Another purchase for the trust this year was cyber security firm Qualys (QLYS), which had been on the manager’s radar before the pandemic. Qualys provides secure networks for companies across all of its devices, a business model that has proved its worth with the boom in home-working.

Shares in US-listed Qualys are up 45% this year to $121 but trust manager Barnard thinks the company has many years of growth ahead, especially as cyber attacks are becoming more frequent and sophisticated.

Standard Life UK Smaller Companies (SLS)

The Standard Life trust, which has a Morningstar Analyst Rating of Gold and four-star rating, has been run by smaller companies expert Harry Nimmo for nearly 17 years.

Automotive testing specialist AB Dynamics (ABDP) is a new addition to the trust. The company works with car makers to improve safety features and it is also developing technologies for self-driving cars. The investment potential of autonomous vehicles is a growing area of interest to many investors and artificial intelligence in particular is driving gains in this sector. AB Dynamics shares are off 17% year to date but are up seven-fold over five years.

Meanwhile, high street sausage roll and pasty chain Greggs (GRG) is back in the trust’s portfolio. The company had been riding high after the launch of the vegan sausage roll last year, as it managed to tap into the trend for meat-free alternatives. Covid-19 lockdown has been hard on Greggs, with food shops were among the last to re-open in the UK, and the company has cancelled last year’s dividend and announced store closures. Shares are off 48% so far this year.
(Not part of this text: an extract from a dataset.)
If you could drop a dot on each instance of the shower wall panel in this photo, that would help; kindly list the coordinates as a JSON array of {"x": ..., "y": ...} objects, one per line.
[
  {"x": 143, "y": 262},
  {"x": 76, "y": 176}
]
In his latest fund update, Nimmo said the big question is “how long business will take to get back to normal, how long the recession will last and if it will get worse, and will the beneficiaries of lockdown see a decline in their business as we get back to normal”.
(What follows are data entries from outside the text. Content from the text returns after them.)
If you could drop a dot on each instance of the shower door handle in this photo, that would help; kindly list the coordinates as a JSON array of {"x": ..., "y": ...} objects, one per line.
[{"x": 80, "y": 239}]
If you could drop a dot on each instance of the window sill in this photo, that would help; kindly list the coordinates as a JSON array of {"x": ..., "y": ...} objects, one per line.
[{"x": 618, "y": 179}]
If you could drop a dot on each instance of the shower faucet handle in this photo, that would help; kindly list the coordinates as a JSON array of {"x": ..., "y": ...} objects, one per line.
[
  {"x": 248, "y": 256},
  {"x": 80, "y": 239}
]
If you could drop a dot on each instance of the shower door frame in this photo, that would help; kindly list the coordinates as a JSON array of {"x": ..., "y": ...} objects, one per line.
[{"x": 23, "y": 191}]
BlackRock Throgmorton Trust (THRG)

Bronze-rated Throgmorton Trust has 130 positions in UK smaller companies, of which 12 are short positions - that is, the manager is betting against the shares.

While manager Dan Whitestone describes the last six months as the most challenging he has faced, he still added eight new names during this volatile period. These are either businesses where he believes the industry trends have been accelerated by Covid-19, or where extreme volatility has sent the share price down to attractive valuations. 

In the first group, he has added digital payments firm Adyen (ADYEN). Morningstar analyst Johann Scholtz says of the Dutch company: “It is easy to see why the market adores Adyen. The company benefits from the exponential growth prospects of e-commerce, yet while some of the titans of tech are burning through billions in operating and capital expenditures, Adyen already generates 20%-plus returns on equity. Adyen's highly scalable, capital-light business model supports even higher future profitability.”

Still, he thinks the company’s shares are significantly overvalued after doubling within a year to €1,372.

Budget airline Wizz Air (WIZZ) is in the second category of good companies at cheap prices, says Whitestone. Along with other travel stocks, Wizz Air’s shares are down this year, some 16% lower than in January. But in the context of 75% falls for cruise companies, it could have been much worse given the dreadful year that the sector has had. Stockbroker Redburn says recent results show that Wizz and Ryanair have much stronger cash positions than other airlines “which are likely to see gargantuan increases in debt caused by considerably higher cash burn”.